Hometowns are wonderful. It’s the place where you have a family, where you experience day-to-day life – but ultimately, sometimes we want more. We want to experience more! See what the world has to offer! It might be time to branch out and try some new things outside of your comfort zone.
Try New Foods
The best thing about trying new foods is that you don’t necessarily have to go far. Many locations have a surprisingly diverse subculture of food from all of the world, especially in immigrant-heavy America. In an average American city, you can find food from Mexico, China, Japan, India, Vietnam, France, Italy, Brazil, Peru, Greece, Turkey, Saudi Arabia – the list goes on and on. Odds are you already have a few hometown favorites, but you should challenge yourself to try something new. Is there a certain kind of food that you wouldn’t typically try? Is there a restaurant from a culture you know relatively little about? These are opportunities to experience more culture in a small, simple fashion.
Do More Travel
Many people balk at traveling because it tends to be expensive. While it is true that certain locations during certain times of the year can indeed be expensive, there are a lot of options that are less so. There are many hidden travel gems across Europe and Asia that are not tourist hotspots, but still offer incredible nature and culture. If you’re flexible enough, you can also pursue housing options like that of European hostels. They are a bit riskier than a hotel but are far cheaper. Honestly, regardless of price, being able to visit parts of the world and being able to witness and experience culture in a way that never would have been possible at home, is worth it. There are lots of activities to do in Punta de Mita, for example, which is located in Mexico.
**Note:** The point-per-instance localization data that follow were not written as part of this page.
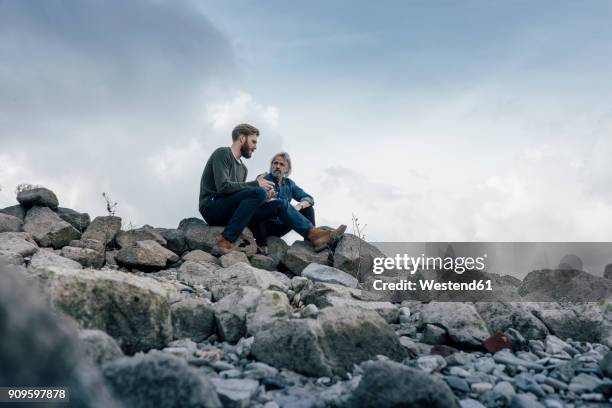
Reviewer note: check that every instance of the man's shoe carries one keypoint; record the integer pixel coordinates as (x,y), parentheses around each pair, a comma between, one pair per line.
(321,238)
(224,246)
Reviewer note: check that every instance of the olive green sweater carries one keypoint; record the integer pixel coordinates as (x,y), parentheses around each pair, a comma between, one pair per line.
(223,175)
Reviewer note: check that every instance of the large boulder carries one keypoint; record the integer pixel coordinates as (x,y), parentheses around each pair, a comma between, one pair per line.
(39,196)
(8,223)
(386,384)
(99,347)
(328,274)
(327,295)
(134,310)
(78,220)
(199,235)
(501,316)
(45,258)
(461,321)
(14,210)
(48,229)
(129,238)
(103,229)
(331,344)
(566,285)
(20,243)
(145,256)
(159,379)
(39,347)
(355,256)
(226,280)
(175,239)
(301,254)
(231,312)
(193,318)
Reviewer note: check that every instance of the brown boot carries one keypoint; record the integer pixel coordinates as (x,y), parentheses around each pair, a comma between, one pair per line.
(224,246)
(321,238)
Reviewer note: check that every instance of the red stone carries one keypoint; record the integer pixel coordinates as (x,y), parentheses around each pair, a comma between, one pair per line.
(497,342)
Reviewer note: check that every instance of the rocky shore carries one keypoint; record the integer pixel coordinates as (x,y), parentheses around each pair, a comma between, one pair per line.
(153,317)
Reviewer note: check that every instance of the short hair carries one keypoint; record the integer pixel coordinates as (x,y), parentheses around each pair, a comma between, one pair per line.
(285,156)
(244,129)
The number one way to understand a culture as much as possible is to love somebody who belongs to it. Whether done while traveling, or done through modern wonders of global technology, you have a fantastic opportunity to come to know people like never before. Talk to those from cultures that you aren’t familiar with at all. Ask them appropriate questions about their lives. Be kind, respectful, and ready to learn.
Culture is an abstract term. What does it even mean to be cultured? At the end of the day, it’s about widening your perspective. It’s about appreciating beauty and art and love and connection in new forms that you had never previously considered.